Miuccia’s dolly girls
Miu Miu Resort show digitalises the decades
6 Июля 2014
Short coats with pert buttons, iron-flat hair with dolly girl eye makeup and a whiff of London’s Carnaby Street in the 1960s — the MiuMiu resort look was familiar — yet tailor-made for the 21st century.
As the models strode out with gladiator sandals climbing towards bare thighs and psychedelic patterned dresses, it was Miuccia Prada’s artful mash-up of fashion decades that revitalised the past for this show on the eve of Paris haute couture.
A graphic crochet tab across the bust? It was pure ‘70s laced with today’s fresh love affair with hand-work. Floaty, full-sleeved blouses with skinny-hip pants were a new take on androgyny. The sour colours, mixing orange and pink, or greens from olive drab to emerald, were pure Prada and her 1990s ugly aesthetic.
It was the digital element, blowing up Paisley prints until they looked like grass green plankton squirming on a mud brown surface, that stopped the show from feeling retro — even if the bucket chairs lining the geometric carpet runway suggested another revival.

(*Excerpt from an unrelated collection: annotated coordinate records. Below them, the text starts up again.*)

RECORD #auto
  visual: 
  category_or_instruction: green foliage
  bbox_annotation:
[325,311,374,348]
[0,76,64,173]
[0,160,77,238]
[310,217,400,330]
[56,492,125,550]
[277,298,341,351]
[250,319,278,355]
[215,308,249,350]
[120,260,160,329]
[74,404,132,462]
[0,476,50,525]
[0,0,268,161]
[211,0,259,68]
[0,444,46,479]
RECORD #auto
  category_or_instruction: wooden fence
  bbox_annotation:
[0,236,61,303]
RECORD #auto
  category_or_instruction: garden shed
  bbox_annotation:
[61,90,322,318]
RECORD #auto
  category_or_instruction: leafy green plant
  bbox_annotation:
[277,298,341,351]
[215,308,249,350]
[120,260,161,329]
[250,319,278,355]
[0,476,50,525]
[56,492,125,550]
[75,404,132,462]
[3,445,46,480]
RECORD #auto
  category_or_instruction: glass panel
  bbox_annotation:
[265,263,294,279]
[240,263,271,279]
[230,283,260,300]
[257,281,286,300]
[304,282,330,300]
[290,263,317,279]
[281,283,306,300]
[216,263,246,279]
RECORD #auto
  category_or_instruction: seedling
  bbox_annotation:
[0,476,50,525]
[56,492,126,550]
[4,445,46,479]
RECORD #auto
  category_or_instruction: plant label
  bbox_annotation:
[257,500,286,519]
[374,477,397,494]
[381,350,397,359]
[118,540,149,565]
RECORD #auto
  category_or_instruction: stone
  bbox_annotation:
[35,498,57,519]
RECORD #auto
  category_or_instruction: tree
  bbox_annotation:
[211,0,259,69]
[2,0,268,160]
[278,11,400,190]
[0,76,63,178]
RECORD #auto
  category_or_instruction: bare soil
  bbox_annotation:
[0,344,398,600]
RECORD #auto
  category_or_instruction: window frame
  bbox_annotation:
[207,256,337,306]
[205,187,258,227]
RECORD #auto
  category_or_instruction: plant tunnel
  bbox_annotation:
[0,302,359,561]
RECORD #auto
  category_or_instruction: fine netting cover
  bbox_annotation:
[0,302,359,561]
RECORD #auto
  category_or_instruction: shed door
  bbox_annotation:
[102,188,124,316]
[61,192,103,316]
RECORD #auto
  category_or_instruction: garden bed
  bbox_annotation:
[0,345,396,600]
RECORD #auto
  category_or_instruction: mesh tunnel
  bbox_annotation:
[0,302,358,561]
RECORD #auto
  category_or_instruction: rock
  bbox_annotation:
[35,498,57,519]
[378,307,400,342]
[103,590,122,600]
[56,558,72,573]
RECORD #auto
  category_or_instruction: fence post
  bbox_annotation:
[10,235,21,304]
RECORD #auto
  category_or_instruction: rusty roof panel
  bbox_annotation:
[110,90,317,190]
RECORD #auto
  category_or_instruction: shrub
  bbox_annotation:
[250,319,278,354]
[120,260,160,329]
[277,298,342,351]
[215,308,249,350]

But Miuccia’s skill is to make the commercial seem artistic. The line-up for the dinner – where the flower vases and bread plates were carved in wood — had an arty feeling. Add Steve McQueen, Uma Thurman, Roman Polanski with his actress wife Emmanuelle Seigner, designer Marc Jacobs and Prada’s art and architecture friends — and the recipe for success was as certain a hit as the Italian menu.